Il faudrait qu’il soit très souple, très ouvert, dépourvu de collections fixes et coûteuses. Il faut en faire un lieu collectif, égalitaire, qui raconte des histoires ne pouvant pas être similaires selon que l’on se trouve en Guadeloupe ou en Algérie. Au Mozambique, par exemple, une camionnette fonctionnant à l’énergie solaire se déplace de ville en ville avec des œuvres en son sein. C’est une démarche intéressante, qui fonctionne et qui me paraît plus souple, plus accessible. En France, toutes les décisions sont encore prises du haut vers le bas. Selon moi, c’est une erreur : le post-musée se doit d’être plus démocratique, quitte à être éphémère ou ambulant.
De nombreux artistes issus du numérique s’intéressent ces dernières années à cette question de la décolonisation. Les musées virtuels ne formulent-ils pas une volonté de rebattre les cartes de l’exposition muséale ?
Oui, en un sens.
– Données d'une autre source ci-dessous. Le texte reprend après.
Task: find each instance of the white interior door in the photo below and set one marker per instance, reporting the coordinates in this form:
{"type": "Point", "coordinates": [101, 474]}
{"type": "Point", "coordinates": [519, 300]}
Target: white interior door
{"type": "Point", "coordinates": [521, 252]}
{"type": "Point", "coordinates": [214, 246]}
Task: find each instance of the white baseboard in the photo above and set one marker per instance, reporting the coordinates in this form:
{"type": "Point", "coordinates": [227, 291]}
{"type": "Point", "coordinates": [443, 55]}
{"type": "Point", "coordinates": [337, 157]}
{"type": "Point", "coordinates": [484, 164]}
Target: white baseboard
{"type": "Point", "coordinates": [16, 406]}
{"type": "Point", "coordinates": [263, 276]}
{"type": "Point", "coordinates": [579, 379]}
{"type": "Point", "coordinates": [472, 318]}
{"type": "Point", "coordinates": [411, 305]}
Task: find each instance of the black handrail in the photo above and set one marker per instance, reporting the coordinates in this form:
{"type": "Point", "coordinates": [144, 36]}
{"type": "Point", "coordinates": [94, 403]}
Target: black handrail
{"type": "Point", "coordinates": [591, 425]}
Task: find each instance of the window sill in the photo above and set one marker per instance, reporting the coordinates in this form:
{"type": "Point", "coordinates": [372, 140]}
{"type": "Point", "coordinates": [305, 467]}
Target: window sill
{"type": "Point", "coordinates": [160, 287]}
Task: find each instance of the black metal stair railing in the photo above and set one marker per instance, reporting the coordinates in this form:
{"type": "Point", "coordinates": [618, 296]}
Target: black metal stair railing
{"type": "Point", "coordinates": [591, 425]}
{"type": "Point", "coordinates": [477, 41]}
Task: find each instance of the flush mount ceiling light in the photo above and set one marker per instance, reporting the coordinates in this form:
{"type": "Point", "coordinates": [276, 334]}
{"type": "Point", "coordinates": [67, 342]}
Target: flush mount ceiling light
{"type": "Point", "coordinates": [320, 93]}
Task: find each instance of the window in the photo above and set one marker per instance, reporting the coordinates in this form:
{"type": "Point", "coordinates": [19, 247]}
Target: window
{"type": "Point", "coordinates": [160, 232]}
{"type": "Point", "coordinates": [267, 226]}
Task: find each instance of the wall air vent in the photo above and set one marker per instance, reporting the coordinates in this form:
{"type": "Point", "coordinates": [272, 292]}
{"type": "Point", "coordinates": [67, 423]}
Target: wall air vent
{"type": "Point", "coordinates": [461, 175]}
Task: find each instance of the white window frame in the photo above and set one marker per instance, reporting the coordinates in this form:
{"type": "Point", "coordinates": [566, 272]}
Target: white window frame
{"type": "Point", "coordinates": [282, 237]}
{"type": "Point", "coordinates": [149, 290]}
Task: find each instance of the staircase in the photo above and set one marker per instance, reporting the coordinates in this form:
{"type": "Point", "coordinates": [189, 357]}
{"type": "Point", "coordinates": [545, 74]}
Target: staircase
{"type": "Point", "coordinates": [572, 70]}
Mais la création de ces lieux pose d’autres questions : qu’en est-il du système d’exploitation du cobalt mis en place par les entreprises minières afin d’exploiter les sols d’Afrique ? Dans quelles conditions travaillent tous ces Africains ? Est-ce que tout le monde, aujourd’hui, a réellement accès au virtuel ? Je pense que les arts numériques peuvent remédier à certaines inégalités, éclairer certaines réalités sous un autre jour, mais je pense aussi que l’on doit apprendre à mélanger tous les arts. Il faut favoriser le sensible, pas simplement questionner le regard. Il faut développer un art qui ne soit pas juste de l’animation ou du divertissement, mais bien une création au service de l’imagination.
Les galeries NFT, le métaverse, les lieux immersifs : pensez-vous que ces nouveaux dispositifs puissent rééquilibrer le dialogue entre l’Occident et le reste du monde ? Faire entendre d’autres voix, faire résonner autrement le patrimoine de certains pays trop longtemps tenus à l’écart de la grande histoire de l’art ?
Oui, ces lieux peuvent également contribuer au processus de décolonisation. Mais les mêmes questions se posent : ces technologies seront entre les mains de qui ? Leur accès est-il facile ? Vont-ils favoriser la multiplicité des récits ? Ces technologies doivent s’inscrire dans un processus démocratique tourné vers l’émancipation. Car, lorsqu’on présente de la digitalisation des œuvres comme d’une solution pour les pays du Sud, il faut tout de même rappeler qu’il existe, dans certains musées, une privatisation de la digitalisation entraînant des coûts de copyrights pour les personnes souhaitant s’en saisir. Qui détient ? Comment ? Encore une fois, on en revient à cette question de propriété, comme à celle du pouvoir.